Wie hoch ist der Preis?
Der stellvertretende PD-Generalsekretär und neue Ministerpräsident Enrico Letta wurde mit seinen Ministern am vergangenen Wochenende von Napolitano vereidigt. Überschattet wurde die Vereidigung durch Pistolenschüsse, die ein Arbeitsloser vor dem Parlament auf zwei Carabinieri abfeuerte, einer davon ist schwer verletzt und könnte gelähmt bleiben. „Eigentlich wollte ich Politiker treffen“, sagte der Attentäter.
Lettas Regierungsmannschaft besteht aus 21 Ministern: 8 von der PD (2 ohne Geschäftsbereich), 5 von der PdL, 3 vom Zentrum, eine von der Radikalen Partei und 4 überparteiliche „Experten“. Letta selbst stieß 2007 mit dem Partito Popolare, einer Nachfolgepartei der DC, zur PD. Hier gehört er zum zentristischen Flügel, war einer der stärksten Befürworter der Monti-Regierung und gilt als Pragmatiker.

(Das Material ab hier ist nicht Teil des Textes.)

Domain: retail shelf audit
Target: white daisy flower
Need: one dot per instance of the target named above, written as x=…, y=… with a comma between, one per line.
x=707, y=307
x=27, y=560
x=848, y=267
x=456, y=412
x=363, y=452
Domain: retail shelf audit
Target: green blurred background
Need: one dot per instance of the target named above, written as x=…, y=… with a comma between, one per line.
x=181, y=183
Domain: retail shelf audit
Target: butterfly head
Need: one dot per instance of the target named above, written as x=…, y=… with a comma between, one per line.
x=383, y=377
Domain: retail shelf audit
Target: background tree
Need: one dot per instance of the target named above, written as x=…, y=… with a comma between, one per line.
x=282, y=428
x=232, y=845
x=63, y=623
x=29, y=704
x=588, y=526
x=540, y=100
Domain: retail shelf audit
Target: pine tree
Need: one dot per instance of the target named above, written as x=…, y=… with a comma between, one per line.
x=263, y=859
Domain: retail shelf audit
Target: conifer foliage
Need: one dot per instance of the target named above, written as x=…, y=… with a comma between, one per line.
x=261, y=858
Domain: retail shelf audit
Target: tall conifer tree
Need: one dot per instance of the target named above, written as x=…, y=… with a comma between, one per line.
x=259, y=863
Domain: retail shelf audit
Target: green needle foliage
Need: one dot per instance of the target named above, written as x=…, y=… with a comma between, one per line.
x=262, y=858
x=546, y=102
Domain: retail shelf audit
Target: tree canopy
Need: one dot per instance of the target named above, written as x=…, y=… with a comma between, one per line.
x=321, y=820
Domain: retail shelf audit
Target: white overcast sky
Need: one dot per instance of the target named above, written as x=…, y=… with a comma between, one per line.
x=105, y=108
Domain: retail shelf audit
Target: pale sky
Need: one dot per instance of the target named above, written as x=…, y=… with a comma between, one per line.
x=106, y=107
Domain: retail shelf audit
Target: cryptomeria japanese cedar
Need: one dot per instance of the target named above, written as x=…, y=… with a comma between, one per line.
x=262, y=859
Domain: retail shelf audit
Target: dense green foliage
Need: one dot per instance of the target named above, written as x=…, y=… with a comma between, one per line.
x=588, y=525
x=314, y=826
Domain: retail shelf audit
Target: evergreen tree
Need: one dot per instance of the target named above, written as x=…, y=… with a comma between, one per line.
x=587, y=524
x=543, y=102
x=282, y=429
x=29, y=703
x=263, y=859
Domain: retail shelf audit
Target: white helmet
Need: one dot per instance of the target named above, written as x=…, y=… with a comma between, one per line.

Napolitano entschied sich für ihn, nachdem Berlusconi gegen den Bürgermeister von Florenz, Renzi, und die PD gegen Amato (der zweimal Regierungschef in Krisensituationen und als ehemaliger Craxi-Freund dem Cavaliere genehm war) ihr Veto eingelegt hatten. Letta erklärte, er werde „mit aller Kraft an einer Regierungsbildung arbeiten, nicht jedoch um jeden Preis“.Schon die Vorverhandlungen zeigten die Kompliziertheit des Unternehmens. Die PdL pokerte bis zum letzten Tag und verlangte, Schlüsselressorts mit Reizfiguren wie den ehemaligen Ministern Gelmini und Brunetta, dem früheren Senatspräsidenten Schifani oder gar mit B. selbst zu besetzen. Dass Letta darauf nicht eingehen konnte, war auch Berlusconi klar, es half ihm aber, bei der nachfolgenden „Kompromisssuche“ einiges herauszuholen und auch für ihn wichtige Vetos durchzusetzen, z. B. gegen die Vergabe des Justizressorts an den stellvertretenden Vorsitzenden des Obersten Gerichtsrats, Vietti.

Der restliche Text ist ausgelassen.